Four: Economic Growth

“The rate of economic growth in the United States today, in a typical year, is about 2 percent…. The rate of economic growth from 1950 to 1980 was about 3.8-3.9 percent. Let’s round it off and say that before 2000, the growth rate was typically 3 percent; now it’s typically 2 percent. Now some of you with a mathematical background can understand the miracles of compound interest.

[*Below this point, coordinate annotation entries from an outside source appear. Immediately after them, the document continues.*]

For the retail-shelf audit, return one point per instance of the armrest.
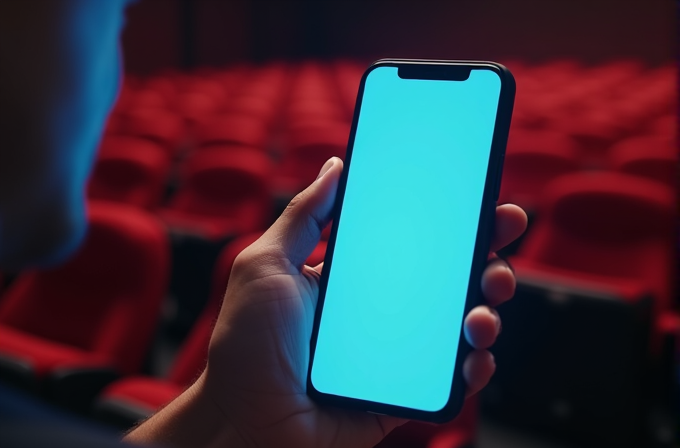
(119, 413)
(19, 373)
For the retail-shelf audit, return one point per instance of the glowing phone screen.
(393, 309)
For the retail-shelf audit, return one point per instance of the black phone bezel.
(431, 69)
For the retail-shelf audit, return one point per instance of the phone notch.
(443, 72)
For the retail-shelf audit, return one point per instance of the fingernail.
(326, 166)
(499, 324)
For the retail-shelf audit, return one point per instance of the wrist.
(193, 419)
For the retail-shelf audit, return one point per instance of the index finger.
(511, 222)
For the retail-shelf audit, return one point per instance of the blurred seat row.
(209, 154)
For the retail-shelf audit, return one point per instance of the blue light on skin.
(54, 99)
(389, 333)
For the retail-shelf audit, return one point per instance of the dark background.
(165, 34)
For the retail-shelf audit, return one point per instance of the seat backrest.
(106, 298)
(532, 160)
(607, 224)
(647, 156)
(232, 129)
(227, 183)
(130, 170)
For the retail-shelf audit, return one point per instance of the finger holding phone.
(396, 320)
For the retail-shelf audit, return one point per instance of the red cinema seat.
(651, 157)
(605, 226)
(130, 170)
(309, 147)
(578, 336)
(223, 193)
(158, 125)
(232, 130)
(532, 160)
(96, 313)
(134, 398)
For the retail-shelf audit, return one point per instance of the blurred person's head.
(59, 76)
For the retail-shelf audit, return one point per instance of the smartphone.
(412, 224)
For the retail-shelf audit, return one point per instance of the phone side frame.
(485, 232)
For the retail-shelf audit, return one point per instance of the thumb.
(298, 229)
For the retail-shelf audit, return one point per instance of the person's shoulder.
(27, 423)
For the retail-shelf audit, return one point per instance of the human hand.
(259, 352)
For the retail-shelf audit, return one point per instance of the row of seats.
(610, 230)
(207, 168)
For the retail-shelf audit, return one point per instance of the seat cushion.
(45, 356)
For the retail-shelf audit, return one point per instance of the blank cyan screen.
(393, 310)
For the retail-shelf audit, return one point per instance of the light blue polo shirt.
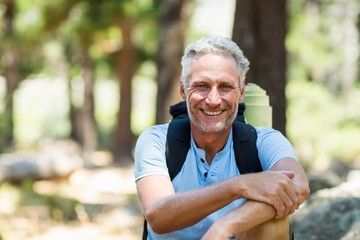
(197, 173)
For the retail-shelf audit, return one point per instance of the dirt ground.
(90, 204)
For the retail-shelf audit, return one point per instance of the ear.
(182, 91)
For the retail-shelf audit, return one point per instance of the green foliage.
(323, 117)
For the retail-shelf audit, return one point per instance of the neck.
(211, 143)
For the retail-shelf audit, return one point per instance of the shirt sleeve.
(272, 146)
(150, 152)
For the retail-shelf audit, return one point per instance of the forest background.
(100, 72)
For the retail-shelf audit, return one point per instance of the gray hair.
(213, 45)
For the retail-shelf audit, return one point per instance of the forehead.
(214, 67)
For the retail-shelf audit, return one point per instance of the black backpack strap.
(177, 145)
(177, 139)
(246, 154)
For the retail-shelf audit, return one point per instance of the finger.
(289, 174)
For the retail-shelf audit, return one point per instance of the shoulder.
(155, 131)
(265, 133)
(150, 152)
(272, 146)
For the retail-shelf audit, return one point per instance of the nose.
(214, 97)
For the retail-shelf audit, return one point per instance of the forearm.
(186, 209)
(242, 219)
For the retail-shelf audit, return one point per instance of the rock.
(332, 213)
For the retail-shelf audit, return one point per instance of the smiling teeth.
(212, 113)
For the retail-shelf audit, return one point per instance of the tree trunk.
(89, 131)
(173, 21)
(125, 69)
(259, 30)
(10, 60)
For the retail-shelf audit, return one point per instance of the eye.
(201, 86)
(226, 87)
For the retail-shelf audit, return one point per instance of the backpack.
(178, 143)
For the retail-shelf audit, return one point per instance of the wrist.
(237, 187)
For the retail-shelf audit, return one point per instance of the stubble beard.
(205, 128)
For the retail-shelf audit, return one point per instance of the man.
(209, 198)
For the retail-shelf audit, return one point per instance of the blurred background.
(80, 80)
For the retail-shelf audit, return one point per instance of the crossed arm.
(277, 193)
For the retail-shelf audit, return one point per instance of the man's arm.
(254, 213)
(162, 206)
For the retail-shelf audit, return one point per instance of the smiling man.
(209, 198)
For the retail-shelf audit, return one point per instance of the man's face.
(213, 93)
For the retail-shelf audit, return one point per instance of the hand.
(272, 187)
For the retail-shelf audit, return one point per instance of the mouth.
(212, 113)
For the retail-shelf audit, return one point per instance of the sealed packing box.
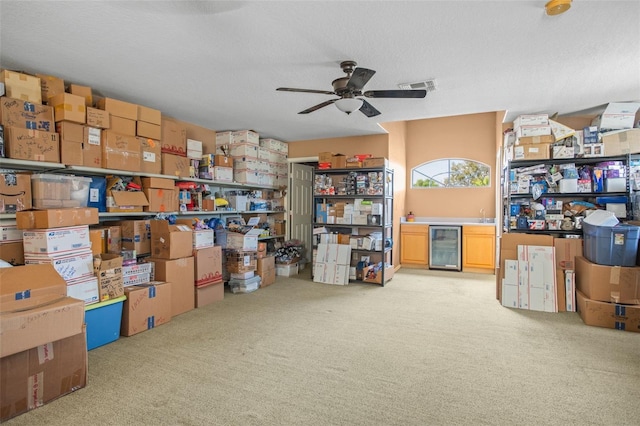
(180, 273)
(26, 115)
(120, 152)
(56, 240)
(151, 158)
(147, 306)
(170, 241)
(21, 86)
(15, 192)
(69, 107)
(38, 375)
(56, 218)
(117, 108)
(34, 145)
(108, 269)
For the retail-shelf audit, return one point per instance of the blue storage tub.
(103, 322)
(611, 245)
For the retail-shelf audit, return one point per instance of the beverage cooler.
(445, 247)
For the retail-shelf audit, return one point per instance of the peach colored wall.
(467, 136)
(376, 145)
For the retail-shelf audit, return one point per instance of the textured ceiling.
(217, 64)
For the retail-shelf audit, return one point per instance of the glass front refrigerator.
(445, 247)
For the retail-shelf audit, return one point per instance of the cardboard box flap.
(26, 287)
(129, 198)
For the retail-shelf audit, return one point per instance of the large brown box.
(208, 266)
(69, 107)
(98, 118)
(22, 86)
(122, 125)
(108, 269)
(57, 218)
(15, 192)
(617, 284)
(50, 86)
(170, 241)
(120, 152)
(608, 315)
(179, 272)
(175, 165)
(26, 115)
(147, 306)
(150, 158)
(35, 145)
(174, 137)
(118, 108)
(38, 375)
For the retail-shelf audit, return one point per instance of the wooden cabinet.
(414, 245)
(478, 249)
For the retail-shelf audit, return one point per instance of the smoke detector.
(428, 85)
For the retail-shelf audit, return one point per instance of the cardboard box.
(15, 192)
(38, 375)
(608, 315)
(12, 252)
(117, 108)
(149, 115)
(136, 235)
(123, 126)
(26, 115)
(617, 284)
(83, 91)
(170, 241)
(57, 218)
(69, 107)
(50, 86)
(21, 86)
(147, 306)
(180, 273)
(151, 159)
(174, 137)
(209, 294)
(208, 266)
(98, 118)
(108, 270)
(120, 152)
(34, 145)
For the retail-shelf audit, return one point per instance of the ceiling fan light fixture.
(557, 7)
(348, 105)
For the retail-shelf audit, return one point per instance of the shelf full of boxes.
(82, 180)
(353, 222)
(570, 236)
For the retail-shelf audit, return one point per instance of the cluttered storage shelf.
(353, 225)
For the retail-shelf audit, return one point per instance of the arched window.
(451, 173)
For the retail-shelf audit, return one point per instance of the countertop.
(450, 221)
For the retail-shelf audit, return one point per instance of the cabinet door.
(414, 245)
(478, 248)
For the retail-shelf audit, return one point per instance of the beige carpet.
(430, 348)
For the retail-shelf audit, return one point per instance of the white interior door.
(301, 205)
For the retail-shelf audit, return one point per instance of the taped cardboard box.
(38, 375)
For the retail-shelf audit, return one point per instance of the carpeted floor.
(430, 348)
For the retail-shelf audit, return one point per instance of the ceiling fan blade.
(359, 78)
(368, 109)
(289, 89)
(317, 107)
(395, 93)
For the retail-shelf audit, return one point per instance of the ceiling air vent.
(428, 85)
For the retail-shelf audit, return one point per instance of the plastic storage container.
(611, 245)
(58, 191)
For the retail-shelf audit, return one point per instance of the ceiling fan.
(349, 90)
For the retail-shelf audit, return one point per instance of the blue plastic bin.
(611, 245)
(103, 322)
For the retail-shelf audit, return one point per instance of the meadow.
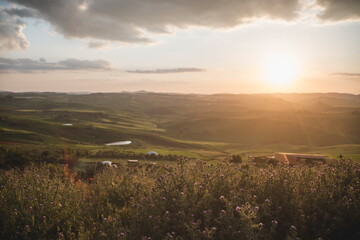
(52, 143)
(184, 200)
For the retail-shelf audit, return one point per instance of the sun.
(280, 70)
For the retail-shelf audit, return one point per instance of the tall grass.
(195, 200)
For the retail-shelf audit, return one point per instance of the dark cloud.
(11, 32)
(29, 65)
(130, 20)
(171, 70)
(336, 10)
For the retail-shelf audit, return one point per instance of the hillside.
(180, 120)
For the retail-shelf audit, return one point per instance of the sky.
(186, 46)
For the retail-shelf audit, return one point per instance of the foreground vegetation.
(187, 200)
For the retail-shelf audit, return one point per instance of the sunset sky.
(188, 46)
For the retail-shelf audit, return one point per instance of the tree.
(236, 159)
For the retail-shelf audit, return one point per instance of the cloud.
(336, 10)
(170, 70)
(347, 74)
(132, 20)
(11, 32)
(29, 65)
(21, 12)
(96, 45)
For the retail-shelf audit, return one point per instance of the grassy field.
(197, 126)
(182, 200)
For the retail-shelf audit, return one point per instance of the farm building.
(152, 153)
(133, 161)
(298, 158)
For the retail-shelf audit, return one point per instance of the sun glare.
(280, 70)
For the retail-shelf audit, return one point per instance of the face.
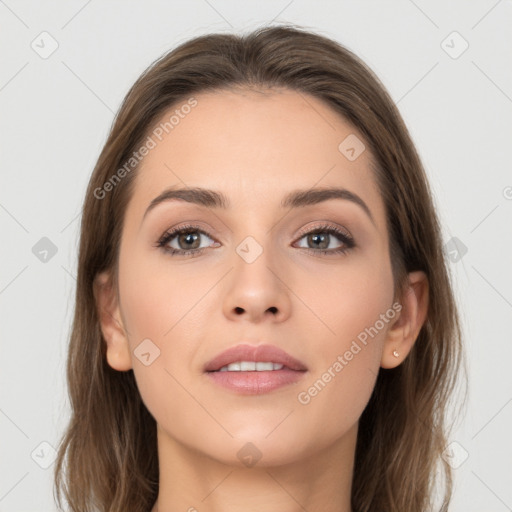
(313, 279)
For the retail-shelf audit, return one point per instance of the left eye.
(188, 240)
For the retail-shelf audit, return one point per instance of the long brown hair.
(107, 459)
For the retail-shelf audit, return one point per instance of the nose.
(257, 290)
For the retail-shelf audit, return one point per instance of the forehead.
(255, 146)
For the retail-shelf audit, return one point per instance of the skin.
(254, 147)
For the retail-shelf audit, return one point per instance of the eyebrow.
(295, 199)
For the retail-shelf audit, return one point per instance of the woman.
(264, 316)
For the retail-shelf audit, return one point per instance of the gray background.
(56, 113)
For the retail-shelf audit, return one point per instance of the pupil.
(315, 238)
(186, 237)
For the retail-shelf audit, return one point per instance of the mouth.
(252, 370)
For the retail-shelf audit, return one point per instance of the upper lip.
(257, 353)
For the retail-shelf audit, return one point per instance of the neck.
(190, 481)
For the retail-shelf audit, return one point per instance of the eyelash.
(325, 228)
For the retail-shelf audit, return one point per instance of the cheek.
(355, 307)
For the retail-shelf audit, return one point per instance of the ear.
(402, 335)
(114, 333)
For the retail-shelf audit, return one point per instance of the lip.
(257, 353)
(255, 382)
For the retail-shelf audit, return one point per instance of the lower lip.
(255, 383)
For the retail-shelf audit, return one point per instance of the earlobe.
(112, 329)
(404, 332)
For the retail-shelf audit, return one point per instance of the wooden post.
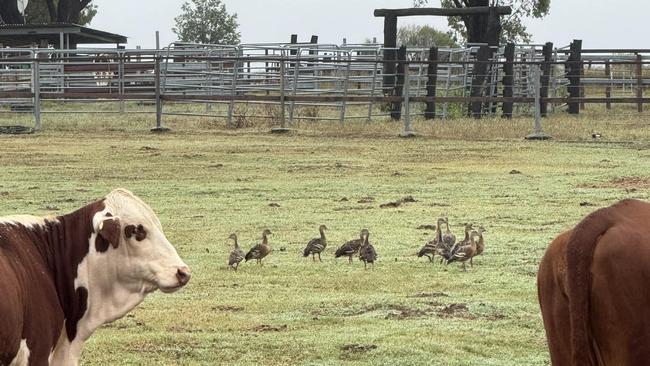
(508, 79)
(574, 65)
(639, 82)
(312, 52)
(293, 52)
(608, 88)
(396, 110)
(546, 77)
(390, 55)
(582, 86)
(478, 79)
(432, 73)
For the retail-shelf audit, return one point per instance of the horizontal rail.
(324, 99)
(475, 10)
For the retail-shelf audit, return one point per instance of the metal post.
(294, 88)
(408, 131)
(36, 85)
(233, 91)
(283, 128)
(159, 127)
(375, 71)
(120, 71)
(346, 82)
(537, 86)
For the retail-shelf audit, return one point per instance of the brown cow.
(593, 289)
(63, 277)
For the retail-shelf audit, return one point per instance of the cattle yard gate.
(324, 82)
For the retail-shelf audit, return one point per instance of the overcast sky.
(599, 23)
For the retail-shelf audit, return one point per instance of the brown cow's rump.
(592, 286)
(38, 266)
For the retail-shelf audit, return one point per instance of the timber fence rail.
(309, 81)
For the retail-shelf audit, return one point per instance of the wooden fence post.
(396, 110)
(608, 88)
(574, 65)
(293, 52)
(639, 82)
(478, 79)
(546, 77)
(432, 73)
(508, 79)
(390, 55)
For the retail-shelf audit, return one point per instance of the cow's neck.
(88, 282)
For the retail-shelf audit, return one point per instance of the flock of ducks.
(443, 245)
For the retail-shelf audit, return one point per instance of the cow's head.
(129, 237)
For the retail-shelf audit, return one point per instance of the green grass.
(206, 184)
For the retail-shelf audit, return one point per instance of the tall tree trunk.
(477, 25)
(9, 12)
(52, 10)
(69, 11)
(63, 11)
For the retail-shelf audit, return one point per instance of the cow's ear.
(109, 229)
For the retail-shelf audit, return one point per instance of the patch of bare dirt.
(358, 348)
(459, 310)
(407, 199)
(390, 204)
(231, 308)
(353, 208)
(427, 227)
(269, 328)
(406, 313)
(628, 183)
(366, 200)
(430, 294)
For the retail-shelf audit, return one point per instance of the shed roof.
(26, 34)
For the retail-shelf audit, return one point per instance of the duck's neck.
(467, 237)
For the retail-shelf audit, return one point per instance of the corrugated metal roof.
(24, 34)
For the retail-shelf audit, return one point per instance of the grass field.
(207, 183)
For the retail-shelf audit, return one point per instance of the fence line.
(347, 80)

Let’s pretend there’s two people born in the same year in countries with the same income levels per capita, and one of them is in a nation growing 3 percent a year, and the other 2 percent a year. By the time those two individuals got to the age of the early 70s, the income would be twice as high in total in the nation with the 3 percent growth rate than the nation with 2 percent…. Who are the losers in low growth? You are.”

Five: Mortgaging the Future

“We’re mortgaging our future generations. To finance all this, to make it all work implies we will have to do things like raise taxes, reduce benefits, cut back. Politicians are putting their short-run future gains ahead of the nation’s long-term priorities…. I personally think we have seen this in both parties.”